The Impossible Burger is more expensive — twice the cost of ground beef — so franchisees price it from $8 to $9, instead of $5 to $6 for a beef burger, and make the same dollar profit, if not the same margin.

Chicken is also getting the plant-based treatment. Curry Up Now, a six-unit fast-casual Indian chain based in San Francisco, recently replaced its high-protein tofu with Hungry Planet’s “Range-Free Chicken,” which is made from wheat and soy proteins.

The new item is “slightly” outperforming its replacement, said Akash Kapoor, founder and CEO of Curry Up Now.

“We have seen a positive response with the plant protein, but it does vary based on location,” Kapoor said in an email. “We’ve seen a stronger response from our San Francisco, Oakland and Palo Alto stores, where there’s already high awareness about vegan protein. At our other locations in communities [in Silicon Valley] where plant protein is not as well known, we’ve had the unique opportunity to be one of the first restaurants to educate our guests about the benefits of plant protein.”

Falafel finds an opening

But not all consumers want their vegetables to try to be meat. Some, whether they are vegetarians or flexitarians, want to eat vegetables that are just vegetables.

“There are people who, for whatever reason, don’t want to eat manufactured burgers,” Heeley of Veggie Grill said.

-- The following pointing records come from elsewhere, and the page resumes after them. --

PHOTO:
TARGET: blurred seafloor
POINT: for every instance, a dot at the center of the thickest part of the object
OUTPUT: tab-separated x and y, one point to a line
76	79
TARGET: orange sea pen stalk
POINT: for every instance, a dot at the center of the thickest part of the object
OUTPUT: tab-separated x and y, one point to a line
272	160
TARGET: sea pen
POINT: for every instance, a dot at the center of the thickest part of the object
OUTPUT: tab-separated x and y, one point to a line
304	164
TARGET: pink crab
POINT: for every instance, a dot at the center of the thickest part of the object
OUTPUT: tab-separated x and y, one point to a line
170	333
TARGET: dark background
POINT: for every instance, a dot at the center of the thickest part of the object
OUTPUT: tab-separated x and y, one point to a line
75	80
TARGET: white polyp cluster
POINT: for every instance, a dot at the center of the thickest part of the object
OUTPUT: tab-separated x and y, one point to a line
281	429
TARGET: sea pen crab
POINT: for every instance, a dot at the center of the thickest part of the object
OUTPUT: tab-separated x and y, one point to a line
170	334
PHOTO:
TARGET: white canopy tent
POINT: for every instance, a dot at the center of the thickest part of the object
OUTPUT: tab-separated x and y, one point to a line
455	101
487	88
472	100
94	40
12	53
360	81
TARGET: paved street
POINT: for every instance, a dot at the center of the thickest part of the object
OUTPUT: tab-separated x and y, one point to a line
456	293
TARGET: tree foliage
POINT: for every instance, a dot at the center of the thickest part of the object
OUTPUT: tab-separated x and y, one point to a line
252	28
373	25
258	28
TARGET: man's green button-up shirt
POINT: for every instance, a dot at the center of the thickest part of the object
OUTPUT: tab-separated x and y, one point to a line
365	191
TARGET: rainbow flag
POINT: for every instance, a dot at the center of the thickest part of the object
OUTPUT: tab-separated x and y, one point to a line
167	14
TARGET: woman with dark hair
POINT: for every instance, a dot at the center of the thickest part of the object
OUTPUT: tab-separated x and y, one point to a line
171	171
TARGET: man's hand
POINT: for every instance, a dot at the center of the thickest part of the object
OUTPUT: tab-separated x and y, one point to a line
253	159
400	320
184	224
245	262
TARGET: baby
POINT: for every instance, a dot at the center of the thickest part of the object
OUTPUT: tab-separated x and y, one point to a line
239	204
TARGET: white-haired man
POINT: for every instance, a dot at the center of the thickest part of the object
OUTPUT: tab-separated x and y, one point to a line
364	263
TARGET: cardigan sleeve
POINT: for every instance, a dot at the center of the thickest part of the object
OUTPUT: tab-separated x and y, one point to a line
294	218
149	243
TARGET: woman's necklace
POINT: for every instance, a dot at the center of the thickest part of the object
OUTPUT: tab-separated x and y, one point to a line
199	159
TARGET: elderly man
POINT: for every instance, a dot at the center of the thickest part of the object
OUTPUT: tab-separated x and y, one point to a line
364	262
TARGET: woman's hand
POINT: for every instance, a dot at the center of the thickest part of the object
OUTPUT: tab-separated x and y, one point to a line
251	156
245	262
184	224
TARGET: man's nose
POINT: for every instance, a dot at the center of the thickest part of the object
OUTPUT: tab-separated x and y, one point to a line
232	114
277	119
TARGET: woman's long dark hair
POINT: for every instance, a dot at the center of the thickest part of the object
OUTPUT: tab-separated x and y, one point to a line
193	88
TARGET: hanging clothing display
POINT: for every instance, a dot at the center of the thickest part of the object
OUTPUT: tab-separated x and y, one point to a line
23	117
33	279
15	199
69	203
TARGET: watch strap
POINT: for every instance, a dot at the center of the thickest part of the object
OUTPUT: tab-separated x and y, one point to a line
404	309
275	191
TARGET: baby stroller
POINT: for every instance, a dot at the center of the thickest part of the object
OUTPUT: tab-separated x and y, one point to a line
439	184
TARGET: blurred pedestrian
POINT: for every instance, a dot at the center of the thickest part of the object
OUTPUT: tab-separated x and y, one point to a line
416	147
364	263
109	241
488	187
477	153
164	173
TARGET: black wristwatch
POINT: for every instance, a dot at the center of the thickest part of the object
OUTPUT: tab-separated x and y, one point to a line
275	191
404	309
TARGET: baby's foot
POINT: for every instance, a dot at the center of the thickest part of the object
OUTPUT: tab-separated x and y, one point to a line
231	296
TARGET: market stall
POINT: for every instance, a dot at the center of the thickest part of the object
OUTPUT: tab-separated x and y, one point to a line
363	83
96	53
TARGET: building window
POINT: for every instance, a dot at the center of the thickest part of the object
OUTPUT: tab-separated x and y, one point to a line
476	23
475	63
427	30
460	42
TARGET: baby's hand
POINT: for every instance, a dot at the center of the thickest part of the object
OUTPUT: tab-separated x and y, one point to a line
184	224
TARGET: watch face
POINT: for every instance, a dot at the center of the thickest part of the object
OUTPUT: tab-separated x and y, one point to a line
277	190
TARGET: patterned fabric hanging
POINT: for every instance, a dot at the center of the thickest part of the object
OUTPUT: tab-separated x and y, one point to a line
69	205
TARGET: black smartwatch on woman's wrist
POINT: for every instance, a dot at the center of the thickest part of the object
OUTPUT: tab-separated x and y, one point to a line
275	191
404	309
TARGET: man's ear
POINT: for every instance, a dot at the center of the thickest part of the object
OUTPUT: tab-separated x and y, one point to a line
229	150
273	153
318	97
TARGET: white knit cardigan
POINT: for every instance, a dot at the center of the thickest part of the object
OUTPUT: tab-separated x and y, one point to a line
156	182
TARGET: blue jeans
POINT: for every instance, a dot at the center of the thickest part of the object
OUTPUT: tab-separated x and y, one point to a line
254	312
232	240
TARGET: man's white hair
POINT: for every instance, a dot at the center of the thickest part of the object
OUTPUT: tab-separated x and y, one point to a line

The chain serves a burger-like quinoa-mushroom burger, but it also uses a lot of falafel, or Middle Eastern chickpea fritters, which are flexible additions to salads and sandwiches, traditionally served in a pita with hummus, tahini and vegetables.

Zoë’s Kitchen rolled out falafel to its 250 locations at the end of February.

“Our guests are giving us very good feedback, better than we thought,” said Antonio Iocchi, corporate chef at the Plano, Texas-based chain.

In line with Zoë’s Kitchen’s healthful Mediterranean-food positioning, and also because the fast-casual chain’s kitchens don’t have fryers, the falafel is baked.

Iocchi spent the past couple of years developing the falafel, and the chain tested it in select locations beginning last October. They are available as a protein option for new bowls that were introduced last summer — with a base of whole grains or riced cauliflower — as well as in a pita with tzatziki, the trendy Yemeni hot sauce skhug and shredded cabbage. Falafel can also be added to salads or served as a side dish with a choice of tzatziki, skhug, harissa or salsa verde.

Although falafel is Zoë’s Kitchen’s first center-of-the plate vegetable protein, it also offers hummus, lentil soup, and braised white beans with rosemary and garlic.

Yes, straight-up beans count, too. They’re in the shepherd’s pie at Fig & Farro, a vegetarian restaurant that opened in Minneapolis in late January.

The restaurant uses locally processed jackfruit in some menu items, co-owner Thomas Dambrine said, but it prefers to focus on actual vegetables. The shepherd’s pie is a lentil stew with onion, garlic, butternut squash, carrots, celery, cauliflower, tomatoes and mushrooms, cooked in red wine with rosemary, thyme and Worcestershire sauce, and topped with mashed potatoes.